Tailored nanowires spectrally select and guide light for all-optical computing
Narrowband nanowire geometric superlattice will be light guide for on-chip optical components.
|Overlaid scanning electron microscopy (SEM) and optical images show an ENGRAVE nanowire that is periodically modulated at one end. (Images courtesy of UNC-Chapel Hill)|
Researchers from the University of North Carolina at Chapel Hill have created a spectrally selective silicon (Si) photonic wire potentially useful in optical computing.1 The Si wires are several hundred nanometers in diameter and form a new type of nanoscale light switch that can turn on and off the transmission of a specific wavelength of light over long on-chip distances.
"In the past there hasn't been a controlled method for selectively sending light down nanoscale wires, so optical technology has either used much larger structures or wasted a lot of light in the process," says James Cahoon, associate professor of chemistry in the College of Arts and Sciences at UNC-Chapel Hill. "We found a way to turn on and off the transmission of a specific color of light, and it represents an important step towards the more controlled, effective use of light that would enable optical computing."
The research team developed the Encoded Nanowire Growth and Appearance through VLS and Etching (ENGRAVE) technique, which can create complex shapes in nanowires.
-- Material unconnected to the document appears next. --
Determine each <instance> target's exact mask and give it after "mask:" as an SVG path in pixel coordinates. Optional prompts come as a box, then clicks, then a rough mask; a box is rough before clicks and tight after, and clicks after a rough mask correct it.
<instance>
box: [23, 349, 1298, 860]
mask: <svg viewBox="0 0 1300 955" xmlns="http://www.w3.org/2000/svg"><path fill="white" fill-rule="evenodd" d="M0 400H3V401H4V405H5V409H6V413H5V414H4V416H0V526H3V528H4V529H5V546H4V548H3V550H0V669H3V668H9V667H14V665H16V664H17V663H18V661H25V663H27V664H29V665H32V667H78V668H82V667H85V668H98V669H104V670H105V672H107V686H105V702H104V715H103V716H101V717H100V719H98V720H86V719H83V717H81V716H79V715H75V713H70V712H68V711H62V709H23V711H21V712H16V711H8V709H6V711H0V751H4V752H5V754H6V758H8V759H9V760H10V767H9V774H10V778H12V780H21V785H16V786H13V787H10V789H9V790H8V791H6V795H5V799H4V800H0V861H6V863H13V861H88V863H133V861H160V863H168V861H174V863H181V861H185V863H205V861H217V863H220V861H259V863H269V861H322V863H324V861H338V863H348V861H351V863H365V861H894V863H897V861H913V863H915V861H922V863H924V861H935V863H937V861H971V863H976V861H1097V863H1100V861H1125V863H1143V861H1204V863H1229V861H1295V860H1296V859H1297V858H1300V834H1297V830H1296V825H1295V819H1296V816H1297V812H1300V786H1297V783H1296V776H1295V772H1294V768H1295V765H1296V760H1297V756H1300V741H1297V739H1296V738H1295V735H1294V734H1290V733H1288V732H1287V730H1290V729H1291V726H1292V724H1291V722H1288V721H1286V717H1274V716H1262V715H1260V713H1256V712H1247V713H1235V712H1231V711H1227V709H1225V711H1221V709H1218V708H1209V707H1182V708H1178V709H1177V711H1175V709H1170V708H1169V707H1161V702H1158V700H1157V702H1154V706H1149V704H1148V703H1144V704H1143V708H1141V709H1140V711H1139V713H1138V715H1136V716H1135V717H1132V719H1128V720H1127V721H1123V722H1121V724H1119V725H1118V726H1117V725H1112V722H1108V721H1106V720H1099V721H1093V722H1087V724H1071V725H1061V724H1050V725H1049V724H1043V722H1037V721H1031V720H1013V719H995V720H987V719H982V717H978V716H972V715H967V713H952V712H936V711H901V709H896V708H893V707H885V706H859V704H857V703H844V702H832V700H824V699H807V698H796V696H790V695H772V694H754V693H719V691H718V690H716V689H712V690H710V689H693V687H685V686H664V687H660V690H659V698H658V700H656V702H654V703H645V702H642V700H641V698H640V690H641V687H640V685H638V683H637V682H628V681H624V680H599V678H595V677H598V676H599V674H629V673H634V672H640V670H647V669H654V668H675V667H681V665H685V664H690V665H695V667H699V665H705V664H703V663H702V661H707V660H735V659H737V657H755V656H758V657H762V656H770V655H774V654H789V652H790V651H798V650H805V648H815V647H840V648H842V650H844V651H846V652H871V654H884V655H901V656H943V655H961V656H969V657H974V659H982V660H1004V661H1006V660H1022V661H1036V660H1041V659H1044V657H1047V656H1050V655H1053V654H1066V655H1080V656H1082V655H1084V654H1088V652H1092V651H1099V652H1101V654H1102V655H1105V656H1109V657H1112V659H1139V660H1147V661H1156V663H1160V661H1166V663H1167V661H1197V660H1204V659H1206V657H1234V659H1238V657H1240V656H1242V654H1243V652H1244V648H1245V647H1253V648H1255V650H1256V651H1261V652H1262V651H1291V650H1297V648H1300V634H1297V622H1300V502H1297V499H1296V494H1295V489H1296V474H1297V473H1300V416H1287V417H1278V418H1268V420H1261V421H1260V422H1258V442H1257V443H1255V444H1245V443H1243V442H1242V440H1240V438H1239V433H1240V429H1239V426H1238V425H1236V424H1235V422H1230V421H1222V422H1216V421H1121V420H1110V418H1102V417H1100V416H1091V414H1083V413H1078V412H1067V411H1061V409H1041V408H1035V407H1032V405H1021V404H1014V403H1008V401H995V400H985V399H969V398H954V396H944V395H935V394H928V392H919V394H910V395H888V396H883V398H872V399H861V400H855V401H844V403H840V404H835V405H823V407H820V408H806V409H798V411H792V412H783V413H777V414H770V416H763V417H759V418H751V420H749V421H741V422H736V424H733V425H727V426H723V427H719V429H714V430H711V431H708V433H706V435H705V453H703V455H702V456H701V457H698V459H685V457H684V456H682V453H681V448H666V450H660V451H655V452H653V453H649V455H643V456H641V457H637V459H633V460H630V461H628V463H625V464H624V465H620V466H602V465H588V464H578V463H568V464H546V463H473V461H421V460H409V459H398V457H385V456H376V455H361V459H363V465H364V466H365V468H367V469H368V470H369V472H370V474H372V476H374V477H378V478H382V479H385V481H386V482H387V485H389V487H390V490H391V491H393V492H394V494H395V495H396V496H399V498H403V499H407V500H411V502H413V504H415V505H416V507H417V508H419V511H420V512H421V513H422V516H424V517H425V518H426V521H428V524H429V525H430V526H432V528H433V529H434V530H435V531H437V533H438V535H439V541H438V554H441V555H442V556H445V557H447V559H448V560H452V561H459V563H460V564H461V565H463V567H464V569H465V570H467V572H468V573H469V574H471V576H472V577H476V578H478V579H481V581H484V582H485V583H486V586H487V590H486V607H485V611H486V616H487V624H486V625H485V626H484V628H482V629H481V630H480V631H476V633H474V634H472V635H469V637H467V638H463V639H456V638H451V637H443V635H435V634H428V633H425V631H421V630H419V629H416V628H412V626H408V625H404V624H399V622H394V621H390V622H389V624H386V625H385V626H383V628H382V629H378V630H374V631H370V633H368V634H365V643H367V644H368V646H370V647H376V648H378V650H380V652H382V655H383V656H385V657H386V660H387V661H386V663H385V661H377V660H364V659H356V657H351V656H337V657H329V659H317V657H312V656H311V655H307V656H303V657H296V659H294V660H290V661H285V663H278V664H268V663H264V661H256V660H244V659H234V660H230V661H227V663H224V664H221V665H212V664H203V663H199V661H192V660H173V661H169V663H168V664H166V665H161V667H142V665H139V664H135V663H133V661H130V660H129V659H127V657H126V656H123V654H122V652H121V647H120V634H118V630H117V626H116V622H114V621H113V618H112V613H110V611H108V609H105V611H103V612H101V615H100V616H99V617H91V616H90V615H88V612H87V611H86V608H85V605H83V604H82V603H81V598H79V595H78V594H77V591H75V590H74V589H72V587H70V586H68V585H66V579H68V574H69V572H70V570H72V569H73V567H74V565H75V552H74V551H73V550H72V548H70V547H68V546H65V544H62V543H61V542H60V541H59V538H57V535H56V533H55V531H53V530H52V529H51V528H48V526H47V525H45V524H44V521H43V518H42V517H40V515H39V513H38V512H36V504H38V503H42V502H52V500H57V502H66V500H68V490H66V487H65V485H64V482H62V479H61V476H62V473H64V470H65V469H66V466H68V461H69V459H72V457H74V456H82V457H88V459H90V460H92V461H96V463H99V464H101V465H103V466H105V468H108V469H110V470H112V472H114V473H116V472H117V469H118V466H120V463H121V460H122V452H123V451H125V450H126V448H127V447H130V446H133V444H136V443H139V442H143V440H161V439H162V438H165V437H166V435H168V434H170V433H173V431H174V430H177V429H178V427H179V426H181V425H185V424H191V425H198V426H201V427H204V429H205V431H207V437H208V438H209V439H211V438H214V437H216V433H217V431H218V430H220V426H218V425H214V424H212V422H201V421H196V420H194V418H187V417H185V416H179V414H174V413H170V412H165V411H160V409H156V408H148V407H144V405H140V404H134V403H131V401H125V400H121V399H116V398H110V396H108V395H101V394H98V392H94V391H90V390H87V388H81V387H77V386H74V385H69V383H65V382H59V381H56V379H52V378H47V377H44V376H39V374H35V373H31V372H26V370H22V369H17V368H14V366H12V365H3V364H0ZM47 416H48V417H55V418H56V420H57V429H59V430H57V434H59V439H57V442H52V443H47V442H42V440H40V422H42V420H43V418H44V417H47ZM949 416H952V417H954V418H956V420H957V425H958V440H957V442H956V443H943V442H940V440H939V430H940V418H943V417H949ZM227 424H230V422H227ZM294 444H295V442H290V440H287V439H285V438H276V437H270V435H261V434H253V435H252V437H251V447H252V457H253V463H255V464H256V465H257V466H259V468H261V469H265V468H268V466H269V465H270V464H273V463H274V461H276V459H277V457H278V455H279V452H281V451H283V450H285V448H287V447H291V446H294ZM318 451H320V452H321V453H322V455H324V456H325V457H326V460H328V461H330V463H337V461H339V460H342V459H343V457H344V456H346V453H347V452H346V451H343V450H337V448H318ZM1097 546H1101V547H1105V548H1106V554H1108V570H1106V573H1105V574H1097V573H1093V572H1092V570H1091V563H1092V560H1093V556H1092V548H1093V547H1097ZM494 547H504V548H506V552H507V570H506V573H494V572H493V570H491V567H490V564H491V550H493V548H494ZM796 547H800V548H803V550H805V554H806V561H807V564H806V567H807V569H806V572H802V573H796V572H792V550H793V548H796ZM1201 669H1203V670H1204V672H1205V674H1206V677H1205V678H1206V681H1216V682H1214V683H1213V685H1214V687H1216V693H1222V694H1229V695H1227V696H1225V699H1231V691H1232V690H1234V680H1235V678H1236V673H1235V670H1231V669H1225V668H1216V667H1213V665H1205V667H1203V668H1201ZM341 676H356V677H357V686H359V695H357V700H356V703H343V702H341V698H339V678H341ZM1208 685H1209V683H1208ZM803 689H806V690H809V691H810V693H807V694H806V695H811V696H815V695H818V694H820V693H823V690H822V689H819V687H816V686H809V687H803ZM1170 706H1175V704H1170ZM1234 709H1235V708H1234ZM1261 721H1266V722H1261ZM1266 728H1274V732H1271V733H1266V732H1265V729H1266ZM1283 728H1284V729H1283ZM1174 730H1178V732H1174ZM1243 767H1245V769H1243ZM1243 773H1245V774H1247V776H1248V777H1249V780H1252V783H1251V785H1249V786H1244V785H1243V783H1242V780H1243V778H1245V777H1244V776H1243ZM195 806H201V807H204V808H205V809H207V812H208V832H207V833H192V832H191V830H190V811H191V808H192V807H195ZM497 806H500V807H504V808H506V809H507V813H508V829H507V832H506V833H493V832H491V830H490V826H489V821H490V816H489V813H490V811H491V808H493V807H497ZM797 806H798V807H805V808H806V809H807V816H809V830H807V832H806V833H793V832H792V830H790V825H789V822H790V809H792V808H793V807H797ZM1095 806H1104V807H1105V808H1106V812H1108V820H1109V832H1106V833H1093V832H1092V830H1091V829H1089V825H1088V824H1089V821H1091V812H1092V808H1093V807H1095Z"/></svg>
They then achieved selective light transmission through precise diameter modulation with the ENGRAVE technique. This was the first report of direct use of a Mie resonance, a light scattering property of nanowires, for guiding light in a nanowire.
In particular, a periodic geometric perturbation in th Si nanowire couples a Mie resonance to a bound-guided state (BGS) of the wire, producing a dip in the scattering spectrum (and a rise in the amount of guided light at that wavelength). The device can work at telecommunications wavelengths.
The team believes its findings can enable downsizing of the optical components needed to develop computers based on light. By miniaturizing these components, they can be more easily integrated with the existing electronic components in computers. Additionally, the wavelength of light conducted by the wires in this study is sensitive to environmental changes. Thus, these structures could be used as a new type of optical sensor.